Researchers have found that information about economic inequality focusing on the disadvantages facing people from the lower-socioeconomic class leads Americans to engage more with the issue and to express greater support for action to mitigate inequality.
Researchers at NYU and the University of California, Irvine have found that information about economic inequality focusing on the disadvantages facing people from the lower-socioeconomic class, as opposed to messages highlighting advantages the upper-class receive, leads Americans to engage more with the issue and to express greater support for action to mitigate inequality.
The work, which appears in the journal Nature Human Behaviour, included five studies. They investigated whether the manner in which economic inequality and policy are communicated—either framed as upper-socioeconomic class advantages or lower-socioeconomic class disadvantages—influences Americans’ reactions to inequality.
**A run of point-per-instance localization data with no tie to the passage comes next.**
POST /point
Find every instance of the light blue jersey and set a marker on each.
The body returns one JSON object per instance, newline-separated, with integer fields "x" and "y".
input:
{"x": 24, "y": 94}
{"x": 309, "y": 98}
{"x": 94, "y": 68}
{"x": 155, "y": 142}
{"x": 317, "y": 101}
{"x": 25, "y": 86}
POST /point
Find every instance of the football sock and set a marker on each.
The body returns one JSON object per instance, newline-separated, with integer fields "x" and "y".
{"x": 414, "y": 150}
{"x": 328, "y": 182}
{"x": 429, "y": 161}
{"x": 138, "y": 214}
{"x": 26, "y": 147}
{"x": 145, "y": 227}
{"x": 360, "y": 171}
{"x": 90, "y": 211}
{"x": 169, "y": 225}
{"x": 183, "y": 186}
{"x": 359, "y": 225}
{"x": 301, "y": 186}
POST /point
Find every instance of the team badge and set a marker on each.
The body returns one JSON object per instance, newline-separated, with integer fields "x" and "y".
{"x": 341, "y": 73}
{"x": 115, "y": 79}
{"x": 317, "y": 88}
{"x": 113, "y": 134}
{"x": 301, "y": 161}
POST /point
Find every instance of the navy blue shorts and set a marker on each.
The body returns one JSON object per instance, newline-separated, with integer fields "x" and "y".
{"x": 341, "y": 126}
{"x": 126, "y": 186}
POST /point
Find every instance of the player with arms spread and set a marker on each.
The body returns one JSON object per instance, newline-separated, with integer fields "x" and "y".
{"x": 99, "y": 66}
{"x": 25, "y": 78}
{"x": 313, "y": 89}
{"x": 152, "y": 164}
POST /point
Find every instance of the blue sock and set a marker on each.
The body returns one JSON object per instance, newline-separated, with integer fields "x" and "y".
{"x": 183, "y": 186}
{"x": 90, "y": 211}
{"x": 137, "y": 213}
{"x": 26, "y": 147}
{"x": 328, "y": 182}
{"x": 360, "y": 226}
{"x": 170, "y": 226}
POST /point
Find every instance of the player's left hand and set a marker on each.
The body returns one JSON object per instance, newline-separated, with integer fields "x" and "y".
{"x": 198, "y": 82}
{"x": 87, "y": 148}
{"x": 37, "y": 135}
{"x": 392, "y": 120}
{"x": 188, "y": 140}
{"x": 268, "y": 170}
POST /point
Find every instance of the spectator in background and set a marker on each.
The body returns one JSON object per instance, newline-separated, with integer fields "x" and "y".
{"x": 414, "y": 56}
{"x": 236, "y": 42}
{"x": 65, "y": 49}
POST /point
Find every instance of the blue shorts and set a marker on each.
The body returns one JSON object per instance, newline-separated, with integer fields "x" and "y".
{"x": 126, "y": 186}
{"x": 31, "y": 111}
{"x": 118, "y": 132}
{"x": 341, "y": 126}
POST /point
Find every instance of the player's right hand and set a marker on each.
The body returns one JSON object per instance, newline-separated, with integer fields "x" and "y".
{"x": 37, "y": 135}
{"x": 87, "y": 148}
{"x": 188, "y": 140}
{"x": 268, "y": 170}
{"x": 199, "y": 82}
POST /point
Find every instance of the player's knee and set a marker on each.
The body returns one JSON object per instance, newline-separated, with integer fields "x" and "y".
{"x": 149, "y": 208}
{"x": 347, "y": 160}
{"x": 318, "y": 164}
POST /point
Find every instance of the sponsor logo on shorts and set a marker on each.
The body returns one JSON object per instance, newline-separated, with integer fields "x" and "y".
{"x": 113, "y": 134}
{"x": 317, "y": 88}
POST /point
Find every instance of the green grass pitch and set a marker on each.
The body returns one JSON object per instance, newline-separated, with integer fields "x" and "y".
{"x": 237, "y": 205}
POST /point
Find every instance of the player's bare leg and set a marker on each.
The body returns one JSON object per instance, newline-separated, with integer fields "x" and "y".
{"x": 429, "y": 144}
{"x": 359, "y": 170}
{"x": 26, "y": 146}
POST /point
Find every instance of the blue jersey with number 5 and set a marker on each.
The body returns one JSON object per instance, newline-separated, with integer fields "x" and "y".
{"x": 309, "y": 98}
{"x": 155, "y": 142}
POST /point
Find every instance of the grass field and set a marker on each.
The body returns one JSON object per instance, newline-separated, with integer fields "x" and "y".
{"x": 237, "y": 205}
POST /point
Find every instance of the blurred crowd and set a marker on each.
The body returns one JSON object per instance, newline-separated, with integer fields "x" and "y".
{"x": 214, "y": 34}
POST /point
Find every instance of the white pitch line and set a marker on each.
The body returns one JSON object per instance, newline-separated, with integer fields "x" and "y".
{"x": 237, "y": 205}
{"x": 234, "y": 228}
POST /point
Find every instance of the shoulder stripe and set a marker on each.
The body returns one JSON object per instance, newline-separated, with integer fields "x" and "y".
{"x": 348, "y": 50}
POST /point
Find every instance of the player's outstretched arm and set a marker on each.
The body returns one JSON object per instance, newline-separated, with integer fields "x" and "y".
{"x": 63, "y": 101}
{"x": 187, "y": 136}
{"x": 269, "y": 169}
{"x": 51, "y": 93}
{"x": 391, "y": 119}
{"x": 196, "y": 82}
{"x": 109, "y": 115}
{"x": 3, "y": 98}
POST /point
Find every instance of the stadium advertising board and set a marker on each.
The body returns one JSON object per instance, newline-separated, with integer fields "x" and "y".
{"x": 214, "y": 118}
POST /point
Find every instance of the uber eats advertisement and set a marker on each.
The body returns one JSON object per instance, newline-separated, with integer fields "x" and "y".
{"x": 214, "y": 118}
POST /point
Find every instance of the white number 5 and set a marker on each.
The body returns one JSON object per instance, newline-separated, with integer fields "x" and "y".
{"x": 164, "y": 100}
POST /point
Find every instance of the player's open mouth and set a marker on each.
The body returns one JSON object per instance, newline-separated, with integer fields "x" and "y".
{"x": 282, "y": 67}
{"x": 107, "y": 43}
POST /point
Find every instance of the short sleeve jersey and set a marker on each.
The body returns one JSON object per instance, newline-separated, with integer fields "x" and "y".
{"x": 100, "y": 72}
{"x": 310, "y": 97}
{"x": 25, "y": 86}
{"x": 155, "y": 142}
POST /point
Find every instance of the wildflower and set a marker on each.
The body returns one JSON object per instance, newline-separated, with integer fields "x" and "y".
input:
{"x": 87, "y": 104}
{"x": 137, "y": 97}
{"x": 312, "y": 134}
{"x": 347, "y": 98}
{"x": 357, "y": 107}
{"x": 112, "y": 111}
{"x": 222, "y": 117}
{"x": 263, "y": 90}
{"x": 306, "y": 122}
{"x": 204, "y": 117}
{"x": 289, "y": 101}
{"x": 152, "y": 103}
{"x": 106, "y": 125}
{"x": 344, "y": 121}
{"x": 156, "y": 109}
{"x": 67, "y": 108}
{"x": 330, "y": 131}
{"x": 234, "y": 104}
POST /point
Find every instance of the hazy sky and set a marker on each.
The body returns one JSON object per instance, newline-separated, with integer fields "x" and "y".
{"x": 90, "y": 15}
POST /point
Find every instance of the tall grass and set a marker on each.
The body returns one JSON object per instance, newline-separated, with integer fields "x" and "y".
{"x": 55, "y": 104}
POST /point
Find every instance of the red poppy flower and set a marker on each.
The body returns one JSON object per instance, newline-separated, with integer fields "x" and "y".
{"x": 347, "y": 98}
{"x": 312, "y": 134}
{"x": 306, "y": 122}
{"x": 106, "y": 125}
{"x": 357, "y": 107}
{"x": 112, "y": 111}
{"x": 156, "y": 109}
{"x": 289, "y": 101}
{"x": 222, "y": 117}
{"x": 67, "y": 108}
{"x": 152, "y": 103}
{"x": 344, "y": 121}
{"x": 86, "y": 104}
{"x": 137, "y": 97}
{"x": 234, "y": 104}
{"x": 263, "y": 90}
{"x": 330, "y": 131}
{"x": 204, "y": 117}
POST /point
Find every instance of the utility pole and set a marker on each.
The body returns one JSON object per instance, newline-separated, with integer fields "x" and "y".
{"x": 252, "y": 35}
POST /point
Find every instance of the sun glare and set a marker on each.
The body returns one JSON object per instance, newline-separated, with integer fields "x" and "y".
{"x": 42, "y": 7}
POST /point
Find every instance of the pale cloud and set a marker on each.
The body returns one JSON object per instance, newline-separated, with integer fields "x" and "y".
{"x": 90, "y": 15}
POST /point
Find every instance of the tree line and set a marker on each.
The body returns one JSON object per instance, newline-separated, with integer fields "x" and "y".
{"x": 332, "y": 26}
Using multiple methodologies (social media engagement as well as in-person and online surveys) and national samples of both lower-class and upper-class Americans, the researchers found that participants were more receptive to messages that focused on reducing poverty (vs. reducing the gap between rich and poor) and on lower-class disadvantages (vs. upper-class advantages).
“These views, in part, are driven by people’s views that disadvantages faced by the lower-class are more unjust than upper-class advantages,” explains Maureen Craig, a professor in NYU’s Department of Psychology and the paper’s senior author.
The findings may also offer guidance to policy makers in their pursuit of programmatic remedies to address economic inequality.
“This research suggests that simple changes in the framing of economic inequality—particularly, focusing on the disadvantages faced by lower-class Americans—can heighten perceptions of injustice and enhance support for action to reduce inequality,” observes Pia Dietze, a postdoctoral researcher at UC Irvine and the paper’s lead author.
The research was supported by a grant from the National Science Foundation (NSF-BCS-1823840).